Matthias Brandt (born 7 October 1961) is a German actor, audiobook narrator, and writer. He has appeared in more than seventy films since 1989.

== Early life ==
Brandt was born in West Berlin. He is the youngest of the three sons of the former German Chancellor Willy Brandt and his Norwegian-born wife Rut. He has an older half-sister Ninja from his father's first marriage with Carlota Thorkildsen.

== Awards ==
- 2024 Carl Zuckmayer Medal

== Selected filmography ==
=== Films & TV movies ===

| Year | Title | Role | Notes |
| 1989 | Ein Prachtexemplar | Zivi | TV film |
| 1993 | Barmherzige Schwestern | Assistant doctor |  |
| 2002 | Boyz 'n' Babes | Mr.
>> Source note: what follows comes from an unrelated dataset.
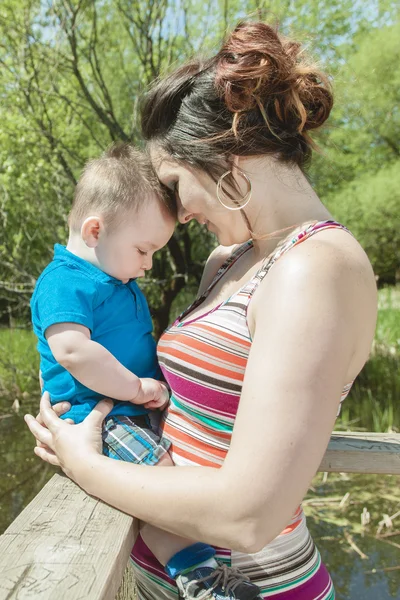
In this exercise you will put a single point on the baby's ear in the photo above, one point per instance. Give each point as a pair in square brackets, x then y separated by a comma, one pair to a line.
[91, 230]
Fischer | TV film |
| Big Girls Don't Cry | Jost |  |
| 2003 | In the Shadow of Power [de] | Günter Guillaume | TV film |
| 2004 | Der Stich des Skorpion [de] | Volker Erler | TV film |
| 2007 | Contergan [de] | Henrik Spiess | TV film |
| Counterparts | Georg Hoffmann |  |
| 2008 | My Mother, My Bride and I | Erwin Kobarek |  |
| 2011 | Promising the Moon [de] | Lorenz Schleier |  |
| 2013 | Where Friendship Ends [de] | Andreas Rogel | TV film |
| Afghanistan: A Murderous Decision [de] | General Georg Klein | TV film |
| 2014 | A Faithful Husband [de] | Georg Sahl | TV film |
| The Witness House [de] | Erwin von Lahousen | TV film |
| 2016 | Stefan Zweig: Farewell to Europe | Ernst Feder |  |
| 2018 | Unterwerfung | Rediger | TV film |
| Transit | Barkeeper/narrator |  |
| 2021 | Sörensen hat Angst | Frieder Marek | TV film |
| 2023 | Afire | Helmut |  |
| 2025 | Miroirs No. 3 | Richard |  |

=== Television series ===

| Year | Title | Role | Notes |
|---|---|---|---|
| 1991 | Pfarrers Kinder, Müllers Vieh | Manfred | 6 episodes |
| 2001 | Die Biester | Herr Senne | 12 episodes |
| 2011–2018 | Polizeiruf 110 | Hanns von Meuffels | 15 episodes |
| 2014 | Crime Scene Cleaner | Man | 1 episode |
| 2017 | Babylon Berlin | August Benda | 16 episodes |
| 2018 | Dittsche | Estate administrator | 1 episode |
| 2020 | Das Geheimnis des Totenwaldes | Thomas Bethge | 6 episodes |

== Books ==
- Raumpatrouille. Stories. Kiepenheuer & Witsch, Köln 2016, ISBN 978-3-462-04567-3.
- Blackbird. Novel. Kiepenheuer & Witsch, Köln 2019, ISBN 978-3-462-05313-5.
- Nein sagen. Über den 20. Juli 1944, meine Eltern und persönliche Verantwortung heute. Kiepenheuer & Witsch, Köln 2026, ISBN 978-3-462-01627-7.